Helicobacter and probiotics
Gastrointestinal infection with Helicobacter pylori remains a significant health problem worldwide, and although eradication regimes with triple therapy (a proton pump inhibitor and two antibiotics) are well-established, success rates are disappointing. Adding probiotics to this regime has shown some promise in adults. A meta-analysis from China looked at the literature in children: they found 7 adequate studies, from diverse European, Asian and South American countries, published between 2005 and 2013 (Shan Li, et al.
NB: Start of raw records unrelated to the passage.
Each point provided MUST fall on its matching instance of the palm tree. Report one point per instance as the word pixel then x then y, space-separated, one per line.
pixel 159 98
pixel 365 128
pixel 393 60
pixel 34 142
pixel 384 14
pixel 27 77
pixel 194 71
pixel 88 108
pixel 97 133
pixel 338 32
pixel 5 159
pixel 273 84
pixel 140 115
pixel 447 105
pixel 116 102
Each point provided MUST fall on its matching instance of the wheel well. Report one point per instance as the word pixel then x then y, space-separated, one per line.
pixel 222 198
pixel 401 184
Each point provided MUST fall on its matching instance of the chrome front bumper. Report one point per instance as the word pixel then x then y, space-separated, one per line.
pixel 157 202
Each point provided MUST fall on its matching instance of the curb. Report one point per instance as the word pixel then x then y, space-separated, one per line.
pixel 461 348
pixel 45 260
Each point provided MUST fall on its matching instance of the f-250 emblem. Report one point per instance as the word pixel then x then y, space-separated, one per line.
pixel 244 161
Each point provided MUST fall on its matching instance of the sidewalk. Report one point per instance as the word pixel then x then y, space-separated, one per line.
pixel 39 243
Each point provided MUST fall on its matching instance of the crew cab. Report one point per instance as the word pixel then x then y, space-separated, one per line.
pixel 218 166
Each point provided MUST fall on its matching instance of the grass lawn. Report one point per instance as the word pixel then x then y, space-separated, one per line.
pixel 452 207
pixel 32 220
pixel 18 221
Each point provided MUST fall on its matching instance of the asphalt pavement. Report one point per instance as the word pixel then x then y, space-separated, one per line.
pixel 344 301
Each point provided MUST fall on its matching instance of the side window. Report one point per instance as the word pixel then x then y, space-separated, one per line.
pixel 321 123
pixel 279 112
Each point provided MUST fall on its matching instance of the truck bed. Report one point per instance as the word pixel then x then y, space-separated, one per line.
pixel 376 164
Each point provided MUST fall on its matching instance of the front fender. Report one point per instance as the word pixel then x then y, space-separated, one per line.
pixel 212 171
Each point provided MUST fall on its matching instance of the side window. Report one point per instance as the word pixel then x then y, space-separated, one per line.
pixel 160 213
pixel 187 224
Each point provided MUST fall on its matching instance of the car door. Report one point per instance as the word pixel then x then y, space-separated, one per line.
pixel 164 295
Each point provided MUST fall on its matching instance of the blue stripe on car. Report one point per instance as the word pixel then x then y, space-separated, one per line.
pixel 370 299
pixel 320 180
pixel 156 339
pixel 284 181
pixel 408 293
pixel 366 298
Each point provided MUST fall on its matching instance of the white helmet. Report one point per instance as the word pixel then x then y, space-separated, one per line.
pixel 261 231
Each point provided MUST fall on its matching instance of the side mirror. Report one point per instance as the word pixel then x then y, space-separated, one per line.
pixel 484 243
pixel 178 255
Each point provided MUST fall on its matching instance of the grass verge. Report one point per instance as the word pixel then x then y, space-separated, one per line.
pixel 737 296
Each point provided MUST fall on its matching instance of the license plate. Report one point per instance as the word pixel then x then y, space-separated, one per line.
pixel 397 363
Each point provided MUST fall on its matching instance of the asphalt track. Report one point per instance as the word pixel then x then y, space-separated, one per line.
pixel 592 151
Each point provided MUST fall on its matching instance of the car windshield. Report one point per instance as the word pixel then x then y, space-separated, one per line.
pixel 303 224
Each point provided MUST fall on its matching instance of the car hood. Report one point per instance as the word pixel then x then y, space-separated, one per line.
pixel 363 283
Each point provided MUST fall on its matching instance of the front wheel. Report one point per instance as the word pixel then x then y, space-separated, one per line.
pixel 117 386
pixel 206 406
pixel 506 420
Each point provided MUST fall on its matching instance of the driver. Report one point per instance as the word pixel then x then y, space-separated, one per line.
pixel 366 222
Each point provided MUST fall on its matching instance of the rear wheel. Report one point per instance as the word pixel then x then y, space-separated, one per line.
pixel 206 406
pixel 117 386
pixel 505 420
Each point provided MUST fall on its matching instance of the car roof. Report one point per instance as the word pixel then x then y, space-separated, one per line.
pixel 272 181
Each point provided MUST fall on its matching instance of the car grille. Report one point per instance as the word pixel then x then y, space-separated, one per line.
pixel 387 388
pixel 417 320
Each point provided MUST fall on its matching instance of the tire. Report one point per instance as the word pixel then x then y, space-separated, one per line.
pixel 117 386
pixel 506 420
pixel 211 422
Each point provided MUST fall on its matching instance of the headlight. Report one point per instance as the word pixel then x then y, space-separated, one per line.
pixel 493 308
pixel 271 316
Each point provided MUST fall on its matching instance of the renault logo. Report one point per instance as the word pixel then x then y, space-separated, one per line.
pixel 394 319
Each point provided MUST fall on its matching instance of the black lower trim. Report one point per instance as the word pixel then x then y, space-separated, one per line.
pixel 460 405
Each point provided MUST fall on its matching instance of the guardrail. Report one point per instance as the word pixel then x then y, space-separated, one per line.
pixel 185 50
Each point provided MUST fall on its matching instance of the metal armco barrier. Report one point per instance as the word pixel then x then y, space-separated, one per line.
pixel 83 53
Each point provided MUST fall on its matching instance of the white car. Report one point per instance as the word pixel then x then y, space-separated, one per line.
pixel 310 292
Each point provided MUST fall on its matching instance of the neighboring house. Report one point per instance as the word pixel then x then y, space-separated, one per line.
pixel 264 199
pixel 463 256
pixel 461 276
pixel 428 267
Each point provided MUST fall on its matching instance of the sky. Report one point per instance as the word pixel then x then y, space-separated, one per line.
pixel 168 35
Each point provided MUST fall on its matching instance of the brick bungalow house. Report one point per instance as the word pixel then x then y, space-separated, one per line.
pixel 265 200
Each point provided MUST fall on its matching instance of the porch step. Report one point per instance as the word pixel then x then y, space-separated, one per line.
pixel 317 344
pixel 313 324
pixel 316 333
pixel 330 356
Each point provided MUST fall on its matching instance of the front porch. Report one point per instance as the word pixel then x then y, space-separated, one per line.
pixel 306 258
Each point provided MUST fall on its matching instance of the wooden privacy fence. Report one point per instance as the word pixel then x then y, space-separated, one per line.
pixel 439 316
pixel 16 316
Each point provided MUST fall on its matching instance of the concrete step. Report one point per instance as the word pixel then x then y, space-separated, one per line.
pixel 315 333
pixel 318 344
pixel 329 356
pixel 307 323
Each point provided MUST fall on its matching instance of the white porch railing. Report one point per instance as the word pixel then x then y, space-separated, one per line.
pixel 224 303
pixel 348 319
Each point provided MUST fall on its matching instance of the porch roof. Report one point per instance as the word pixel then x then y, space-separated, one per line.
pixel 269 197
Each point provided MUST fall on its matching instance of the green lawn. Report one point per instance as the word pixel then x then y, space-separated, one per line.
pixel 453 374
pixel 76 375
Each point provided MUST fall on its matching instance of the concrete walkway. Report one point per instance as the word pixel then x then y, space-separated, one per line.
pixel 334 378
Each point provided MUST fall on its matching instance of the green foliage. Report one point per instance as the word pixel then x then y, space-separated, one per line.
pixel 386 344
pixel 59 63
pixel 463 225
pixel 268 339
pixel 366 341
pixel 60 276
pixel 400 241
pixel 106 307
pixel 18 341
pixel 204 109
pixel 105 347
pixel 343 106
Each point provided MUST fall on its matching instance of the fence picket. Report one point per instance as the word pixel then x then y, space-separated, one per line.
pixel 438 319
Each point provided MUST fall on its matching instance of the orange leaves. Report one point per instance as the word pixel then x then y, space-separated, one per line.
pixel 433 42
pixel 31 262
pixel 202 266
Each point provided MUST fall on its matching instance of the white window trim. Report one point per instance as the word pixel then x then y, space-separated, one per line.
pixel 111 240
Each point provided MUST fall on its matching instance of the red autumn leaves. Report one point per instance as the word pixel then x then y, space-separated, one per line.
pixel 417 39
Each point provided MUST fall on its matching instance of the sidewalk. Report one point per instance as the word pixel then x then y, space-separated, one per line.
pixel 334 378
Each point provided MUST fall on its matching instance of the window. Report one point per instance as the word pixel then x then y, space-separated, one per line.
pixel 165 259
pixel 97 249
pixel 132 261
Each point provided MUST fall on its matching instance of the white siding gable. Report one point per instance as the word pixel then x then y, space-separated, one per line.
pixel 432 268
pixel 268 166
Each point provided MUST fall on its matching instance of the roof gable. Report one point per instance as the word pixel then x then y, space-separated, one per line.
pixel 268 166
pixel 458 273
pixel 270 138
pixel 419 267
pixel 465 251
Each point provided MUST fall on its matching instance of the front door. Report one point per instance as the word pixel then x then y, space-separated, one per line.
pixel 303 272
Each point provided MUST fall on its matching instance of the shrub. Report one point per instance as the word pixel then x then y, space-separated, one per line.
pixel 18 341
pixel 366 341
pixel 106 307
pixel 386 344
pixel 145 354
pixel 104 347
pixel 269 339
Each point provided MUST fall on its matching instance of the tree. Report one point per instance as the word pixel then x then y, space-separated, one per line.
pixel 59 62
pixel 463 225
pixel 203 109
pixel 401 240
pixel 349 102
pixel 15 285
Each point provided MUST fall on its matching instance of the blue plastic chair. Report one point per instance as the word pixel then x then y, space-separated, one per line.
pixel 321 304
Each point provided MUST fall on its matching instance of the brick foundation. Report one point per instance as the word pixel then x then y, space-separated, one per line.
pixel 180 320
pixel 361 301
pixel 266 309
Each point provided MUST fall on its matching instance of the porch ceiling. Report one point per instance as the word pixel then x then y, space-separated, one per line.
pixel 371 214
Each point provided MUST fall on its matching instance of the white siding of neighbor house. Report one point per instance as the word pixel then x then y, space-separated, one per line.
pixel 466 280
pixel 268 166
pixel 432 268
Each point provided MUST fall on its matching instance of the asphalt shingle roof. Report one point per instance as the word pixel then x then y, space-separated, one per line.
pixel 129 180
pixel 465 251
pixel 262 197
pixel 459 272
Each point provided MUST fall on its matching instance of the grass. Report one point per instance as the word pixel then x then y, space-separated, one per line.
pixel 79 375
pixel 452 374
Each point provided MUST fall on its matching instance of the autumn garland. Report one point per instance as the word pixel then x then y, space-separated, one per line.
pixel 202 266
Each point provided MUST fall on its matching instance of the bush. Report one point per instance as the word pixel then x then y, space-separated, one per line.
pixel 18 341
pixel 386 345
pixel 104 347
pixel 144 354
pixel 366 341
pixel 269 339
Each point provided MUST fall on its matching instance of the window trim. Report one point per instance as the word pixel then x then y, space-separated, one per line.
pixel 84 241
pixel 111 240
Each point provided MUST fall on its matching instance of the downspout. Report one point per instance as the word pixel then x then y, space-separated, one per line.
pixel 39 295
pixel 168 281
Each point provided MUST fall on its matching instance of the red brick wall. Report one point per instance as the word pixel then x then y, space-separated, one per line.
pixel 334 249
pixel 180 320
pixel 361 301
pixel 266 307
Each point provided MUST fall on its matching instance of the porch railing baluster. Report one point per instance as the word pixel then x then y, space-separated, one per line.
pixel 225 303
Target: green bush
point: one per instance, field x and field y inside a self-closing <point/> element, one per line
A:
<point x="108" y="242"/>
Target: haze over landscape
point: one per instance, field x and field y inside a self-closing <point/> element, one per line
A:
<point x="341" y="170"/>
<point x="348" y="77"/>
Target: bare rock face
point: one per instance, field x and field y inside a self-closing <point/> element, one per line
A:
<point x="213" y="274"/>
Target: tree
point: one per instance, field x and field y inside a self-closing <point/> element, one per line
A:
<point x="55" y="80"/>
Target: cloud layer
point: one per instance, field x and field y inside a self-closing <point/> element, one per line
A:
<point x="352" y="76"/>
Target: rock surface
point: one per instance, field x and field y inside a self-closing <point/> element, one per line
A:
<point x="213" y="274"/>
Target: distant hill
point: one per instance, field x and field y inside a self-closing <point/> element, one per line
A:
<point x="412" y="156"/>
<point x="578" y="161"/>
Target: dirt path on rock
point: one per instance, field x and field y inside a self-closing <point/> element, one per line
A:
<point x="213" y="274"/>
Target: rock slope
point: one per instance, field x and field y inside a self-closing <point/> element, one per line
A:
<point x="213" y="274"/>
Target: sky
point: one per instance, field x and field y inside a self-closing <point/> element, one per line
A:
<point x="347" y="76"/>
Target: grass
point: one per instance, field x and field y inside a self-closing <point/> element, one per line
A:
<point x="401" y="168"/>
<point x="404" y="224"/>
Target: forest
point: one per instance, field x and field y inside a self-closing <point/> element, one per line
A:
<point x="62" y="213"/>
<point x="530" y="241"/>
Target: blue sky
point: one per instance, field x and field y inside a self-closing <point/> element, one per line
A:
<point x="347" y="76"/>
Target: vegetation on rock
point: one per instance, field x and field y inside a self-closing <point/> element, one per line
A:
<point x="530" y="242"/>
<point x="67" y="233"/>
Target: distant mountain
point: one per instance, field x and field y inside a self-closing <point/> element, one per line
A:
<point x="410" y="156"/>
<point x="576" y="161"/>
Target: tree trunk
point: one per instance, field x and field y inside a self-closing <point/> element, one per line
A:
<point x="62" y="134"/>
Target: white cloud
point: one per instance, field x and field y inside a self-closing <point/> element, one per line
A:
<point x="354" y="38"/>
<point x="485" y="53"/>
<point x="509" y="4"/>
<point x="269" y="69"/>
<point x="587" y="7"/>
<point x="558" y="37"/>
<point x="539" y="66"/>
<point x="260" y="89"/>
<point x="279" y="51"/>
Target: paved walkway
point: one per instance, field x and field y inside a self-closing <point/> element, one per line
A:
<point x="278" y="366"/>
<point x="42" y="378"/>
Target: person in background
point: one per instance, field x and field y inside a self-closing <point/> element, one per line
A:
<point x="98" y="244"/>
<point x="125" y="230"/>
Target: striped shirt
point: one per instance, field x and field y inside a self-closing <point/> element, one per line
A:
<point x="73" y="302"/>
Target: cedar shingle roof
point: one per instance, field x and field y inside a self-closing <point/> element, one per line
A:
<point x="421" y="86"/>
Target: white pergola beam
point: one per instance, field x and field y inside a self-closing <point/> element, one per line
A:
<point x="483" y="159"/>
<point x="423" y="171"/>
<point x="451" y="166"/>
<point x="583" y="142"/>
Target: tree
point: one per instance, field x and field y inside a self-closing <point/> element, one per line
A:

Eur J Pediatr 2014;173:153–61). Over 500 children, all with proven symptomatic H pylori infection, were involved. A variety of probiotic regimes were used, mostly using strains of Lactobacillus. All were given in addition to standard triple therapy. Eradication rates were roughly doubled (OR for eradication by intention to treat 1.96; 95% CI 1.3–3.2). Perhaps more significantly, adverse effects of the triple therapy, particularly diarrhoea, were reduced: (OR 0.32; 95% CI 0.1–0.8). In practice, eradication failure may be related to poor compliance with treatment, and probiotics may help to improve this.
Helicobacter and allergy
But should we be trying to eradicate Helicobacter anyway? The ‘hygiene hypothesis’ suggests that infections such as this, less common in developed countries, may protect against allergy. A cohort study from Ethiopia looked at over 1000 children (Amberbir A, et al. Clin Exp Allergy 2014: 44; 563–71). At ages 1, 3 and 5 years they were assessed both for allergic/atopic symptoms through standard ISAAC questionnaire and skin prick tests (SPT), and for H pylori infection through stool samples. Infection was common (25%). At age 3 years, infection was inversely associated with symptomatic eczema (OR 0.31; 95% CI 0.1–0.9), and at 5 years with positive SPT (OR 0.26; 95% CI 0.1–0.9). They allowed for possible confounding factors in their multivariate analysis, such as social deprivation, and treatment with antibiotics, and the negative association was still seen. This doesn't prove that H pylori is protective, as it may be a proxy for other factors, including many other types of infections. Screening for and treating asymptomatic H pylori, even with probiotics, is probably not such a good idea.